Die Baukosten je Haftplatz würden in Rottweil voraussichtlich 370 000 Euro betragen. Der Rechnungshof hat indexbereinigte Kennwerte von Baukosten je Haftplatz gebildet und ein Benchmark erstellt. Bei bundesweit zehn vergleichbaren Justizvollzugsanstalten entstünden demnach lediglich Kosten zwischen 140 000 und 240 000 Euro je Haftplatz entstanden.

Der Rechnungshof führt aus, er stelle die Notwendigkeit eines Neubaus im Raum Rottweil keineswegs in Abrede. Auch werde nicht verkannt, dass die Bürger umfassend beteiligt wurden und vor der Standort-Entscheidung eine engagierte zehnjährige Suche der Landesverwaltung vorangegangen sei. "Gleichwohl darf der jetzige Planungsstand mit der Standortentscheidung für das Grundstück Esch nicht zu einem unkontrollierbaren Kostenrisiko für den Landeshaushalt werden.

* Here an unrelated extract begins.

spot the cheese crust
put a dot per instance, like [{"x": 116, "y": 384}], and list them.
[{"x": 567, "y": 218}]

Erhebliche Kosten ließen sich einsparen, wenn ein geeigneteres Grundstück gewählt würde, gegebenenfalls auch außerhalb der Gemarkung Rottweil."

Beispielsweise sei der Standort Zimmern-Süd bereits im Januar 2012 aufgrund fehlender Mehrheit im Gemeinderat von Zimmern ob Rottweil nicht weiter verfolgt worden, weist der Rechnungshof hin. Auch der Standort Rottweil-Esch sei zunächst vom Gemeinderat der Stadt Rottweil abgelehnt. Unbeachtet der ablehnenden Haltung von Zimmern ob Rottweil liege der Standort Rottweil-Esch in ähnlicher Entfernung zum Ortskern der Gemeinde Zimmern ob Rottweil wie der Standort Zimmern-Süd.

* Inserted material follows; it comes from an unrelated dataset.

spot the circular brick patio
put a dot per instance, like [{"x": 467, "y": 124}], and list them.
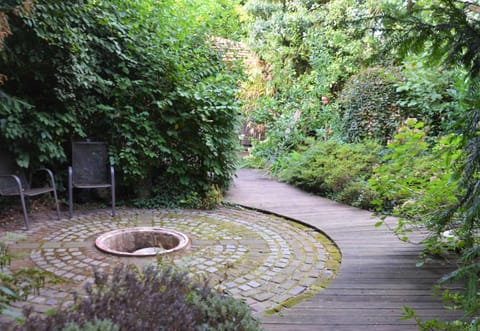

"Da der Standort Zimmern-Süd in der vergleichenden Prüfung vom Februar 2010 den ersten Rang unter sechs Standorten eingenommen hat, wäre es geboten gewesen, diesen Standort weiter zu untersuchen", kritisiert die Kontrollinstanz. Der Standort Zimmer-Süd biete einen unmittelbaren Autobahnanschluss sowie die Verkehrspolizeidirektion Zimmern ob Rottweil in nächster Nähe. Die Verwaltung habe es versäumt, mit der Gemeinde Zimmern ob Rottweil über den Standort Zimmern-Süd nachdrücklich zu verhandeln.

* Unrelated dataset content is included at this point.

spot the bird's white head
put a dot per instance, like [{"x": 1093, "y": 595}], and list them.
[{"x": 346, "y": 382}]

Selbst wenn die bisherigen Ausgaben für die Standortuntersuchungen, den Wettbewerb und den Grunderwerb von 3,8  Millionen Euro als verloren betrachtet werden müssten, könnte die Wahl eines wirtschaftlichen Standorts den Landeshaushalt um 30 bis 35 Millionen  Euro entlasten, heißt es im Sonderbericht. Im Klartext: Der Landesrechnungshof empfiehlt einen Neustart – aus Kostengründen.